Need advice on how to Crawl/Parse websites (i'm thinking a need a perl guru)

Mrdzone

Senior member
Sep 29, 2002
322
0
0
OK here's what I need to do. I'm wondering if you guys can help me figure out the best way to do it. I have limited experience in perl and python, and good experience in C++. I feel comfortable learning languages quickly though.

I need to access a particular URL which is in the form of www.domian.com/query?page=i. Follow every link on the page with the format "www.domain.com/directory/page" where domain and directory are constant but page is different every time.

Once I get the new page I need to extract a particular table and place the information in the tr and th tags into an excel (or csv) file.

Once I finish this I need to increment i and retrieve a new page and start the whole process over again.

I'm thinking the best way to do this is in perl as parsing the files shouldn't be too hard, but if I go this route can someone reccomend to me a way to retreive/spider the pages?
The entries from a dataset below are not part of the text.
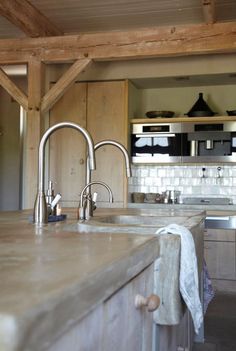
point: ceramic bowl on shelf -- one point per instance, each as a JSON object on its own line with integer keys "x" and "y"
{"x": 231, "y": 113}
{"x": 156, "y": 114}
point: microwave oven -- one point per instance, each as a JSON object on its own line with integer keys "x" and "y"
{"x": 156, "y": 142}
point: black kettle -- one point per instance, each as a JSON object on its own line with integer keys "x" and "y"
{"x": 200, "y": 108}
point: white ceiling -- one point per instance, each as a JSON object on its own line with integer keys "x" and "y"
{"x": 79, "y": 16}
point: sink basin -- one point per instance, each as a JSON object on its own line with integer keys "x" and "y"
{"x": 125, "y": 224}
{"x": 220, "y": 222}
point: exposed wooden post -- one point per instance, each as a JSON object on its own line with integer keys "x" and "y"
{"x": 58, "y": 89}
{"x": 34, "y": 127}
{"x": 28, "y": 18}
{"x": 208, "y": 7}
{"x": 13, "y": 90}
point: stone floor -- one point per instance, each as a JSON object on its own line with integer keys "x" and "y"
{"x": 220, "y": 325}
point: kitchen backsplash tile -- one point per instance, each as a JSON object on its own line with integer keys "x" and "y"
{"x": 187, "y": 179}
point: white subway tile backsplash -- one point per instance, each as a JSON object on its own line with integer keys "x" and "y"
{"x": 187, "y": 179}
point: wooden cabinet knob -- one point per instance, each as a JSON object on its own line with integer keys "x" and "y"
{"x": 152, "y": 302}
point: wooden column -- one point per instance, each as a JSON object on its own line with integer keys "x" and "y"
{"x": 34, "y": 128}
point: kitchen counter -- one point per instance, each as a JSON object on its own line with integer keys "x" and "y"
{"x": 183, "y": 207}
{"x": 51, "y": 277}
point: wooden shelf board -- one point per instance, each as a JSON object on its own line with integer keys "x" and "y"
{"x": 183, "y": 119}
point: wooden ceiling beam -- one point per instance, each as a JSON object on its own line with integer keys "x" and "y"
{"x": 208, "y": 7}
{"x": 13, "y": 90}
{"x": 28, "y": 19}
{"x": 156, "y": 42}
{"x": 68, "y": 78}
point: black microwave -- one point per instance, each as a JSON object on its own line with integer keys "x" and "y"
{"x": 156, "y": 143}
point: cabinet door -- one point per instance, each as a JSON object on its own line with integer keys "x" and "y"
{"x": 220, "y": 259}
{"x": 125, "y": 327}
{"x": 107, "y": 119}
{"x": 67, "y": 146}
{"x": 219, "y": 235}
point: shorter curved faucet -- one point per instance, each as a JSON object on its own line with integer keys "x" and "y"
{"x": 87, "y": 204}
{"x": 40, "y": 215}
{"x": 118, "y": 146}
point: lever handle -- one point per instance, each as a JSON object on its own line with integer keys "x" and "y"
{"x": 152, "y": 302}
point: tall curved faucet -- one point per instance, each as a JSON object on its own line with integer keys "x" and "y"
{"x": 120, "y": 147}
{"x": 40, "y": 215}
{"x": 87, "y": 202}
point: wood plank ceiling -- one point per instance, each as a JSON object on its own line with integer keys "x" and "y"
{"x": 34, "y": 18}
If there is an easier way to do this then perl I'm definitly open to ideas as I'm largely going to have to relearn most of the perl syntax anyway.

Merry Christmas

-Bob
 
Oct 27, 2007
17,009
5
0
I did something similar in Java and it was fairly straight-forward. It was one of the first things I programmed in Java. Use a Set to maintain the list of pages so you don't get duplicated. The crawler just needs to iterate through every line of the HTML page looking for ahref= (I stripped spaces out of mine to make this easier / more reliable). Grab the substring between the quotes and do the same thing to the page you grab.

As for doing the table stuff, I haven't done this before but I can't imagine it would be difficult as long as the tables are well-formed HTML.

Having said that, I have absolutely no experience in Perl or Python so it could be the case that this is much easier in those languages. But post back if you want to view some code snippets from my crawler, or you can download the source at http://martindoms.com/crawler.html

Edit - I should note that the code in that program is pretty horrible, I rushed it out and I was a total noob so don't judge me :)
 

Ken g6

Programming Moderator, Elite Member
Moderator
Dec 11, 1999
16,831
4,814
75
Wget will get pages recursively for you. If I read that and the manual right...

wget -r -l1 -I/directory http://www.domain.com/query?page=i

That saves each page as a file. If every "page" is unique, you can do "-nd -P." and save them in the local directory.

Next, are you looking for one Excel file per "page", or per "i"? "-O-" might allow doing it all in pipes if you want one file per "i"; but I haven't looked into that.